I know it can't be perfect but I am not very good with regex and I'm having difficulties getting a better matching percentage.
I have a file that has over 9 million rows and the addresses are very inconsistent. I was wondering if I could get some help from the people here that are better than me. Any help would be greatly appreciated.
This is what I have so far. I thought the best way to attack this would be to try to match the pattern from the end of the string since apt,bx, po box, etc could be at the start of the string.
/(\d+\-\d+\s+|\d+-\D+|APT\s\D|APT\s\d+|APT\s\D\d+|APT\s\D\s\d+|SPACE\s\d+|POBOX\s\d+|BX|UNIT\s\d+|\d+-\d+|\d+)\s(.+)\s{2,}(\D+)\s(\D{2})$/
Several patterns that I can see. The large number of spaces is as in the file. I tried splitting on 2 spaces or more as well as in the regex I have thus far.
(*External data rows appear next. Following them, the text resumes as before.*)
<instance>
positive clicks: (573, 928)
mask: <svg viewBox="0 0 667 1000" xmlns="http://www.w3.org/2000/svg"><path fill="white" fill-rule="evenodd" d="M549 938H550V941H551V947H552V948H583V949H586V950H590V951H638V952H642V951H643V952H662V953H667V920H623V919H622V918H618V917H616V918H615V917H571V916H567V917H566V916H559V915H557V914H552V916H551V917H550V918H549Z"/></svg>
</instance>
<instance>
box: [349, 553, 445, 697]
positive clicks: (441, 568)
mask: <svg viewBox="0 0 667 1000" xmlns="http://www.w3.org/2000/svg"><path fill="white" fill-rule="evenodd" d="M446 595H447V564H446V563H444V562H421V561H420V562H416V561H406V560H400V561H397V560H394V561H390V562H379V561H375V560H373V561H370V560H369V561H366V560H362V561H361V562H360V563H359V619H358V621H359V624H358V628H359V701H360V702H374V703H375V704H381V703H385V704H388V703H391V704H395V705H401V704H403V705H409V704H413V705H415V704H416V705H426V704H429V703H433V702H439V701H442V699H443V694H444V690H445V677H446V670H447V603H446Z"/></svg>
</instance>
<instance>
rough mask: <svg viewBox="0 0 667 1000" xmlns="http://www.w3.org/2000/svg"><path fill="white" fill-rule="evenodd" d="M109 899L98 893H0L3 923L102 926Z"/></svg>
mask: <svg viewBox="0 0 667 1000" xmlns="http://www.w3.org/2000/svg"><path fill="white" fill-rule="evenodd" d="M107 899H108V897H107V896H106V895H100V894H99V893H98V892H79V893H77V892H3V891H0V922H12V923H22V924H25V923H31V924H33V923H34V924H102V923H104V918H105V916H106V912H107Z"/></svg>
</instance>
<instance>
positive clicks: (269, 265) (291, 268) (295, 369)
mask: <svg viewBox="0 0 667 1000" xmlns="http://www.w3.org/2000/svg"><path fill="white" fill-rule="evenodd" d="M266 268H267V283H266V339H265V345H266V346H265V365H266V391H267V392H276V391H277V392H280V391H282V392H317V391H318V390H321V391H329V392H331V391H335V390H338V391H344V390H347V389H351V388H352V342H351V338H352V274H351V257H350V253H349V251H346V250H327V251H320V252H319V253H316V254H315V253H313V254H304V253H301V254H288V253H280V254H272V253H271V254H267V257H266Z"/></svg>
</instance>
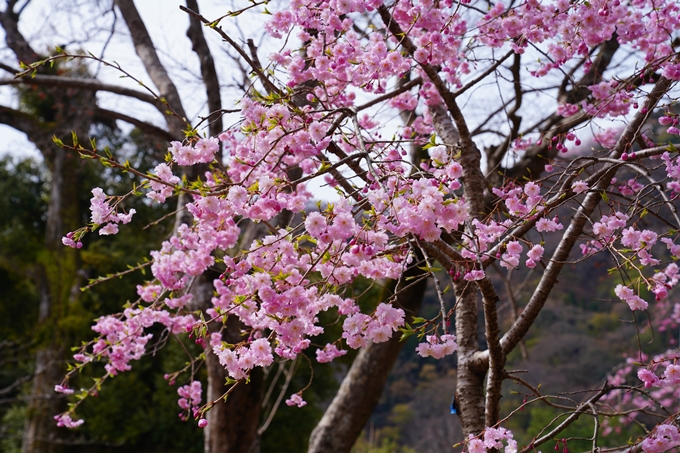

F_NAME L_NAMEFOR F_NAME L_NAME ADDRESS ZIP CITY STATE
ADDRESS CITY STATE
ADDRESS EAST/WEST/NORTH/SOUTH/E/W/N/S CITY STATE
APT # ADDRESS EAST/WEST/NORTH/SOUTH/E/W/N/S CITY STATE
P O BOX # ADDRESS CITY STATE
APT DIGIT# ADDRESS CITY STATE
SPACE DIGIT ADDRESS CITY STATE
UNIT # ADDRESS CITY STATE
SP DIGIT ADDRESS CITY STATE
DIGITS-DIGITS ADDRESS CITY STATE
BX DIGIT ADDRESS CITY STATE
ADDRESS APT # CITY STATE
ADDRESS UNIT # CITY STATE
ADDRESS P O BOX DIGIT CITY STATE
P O B O X DIGIT CITY STATE
P O BOX DIGIT CITY STATE
ADDRESS SPACE/SP/SPC/UNIT DIGIT CITY STATE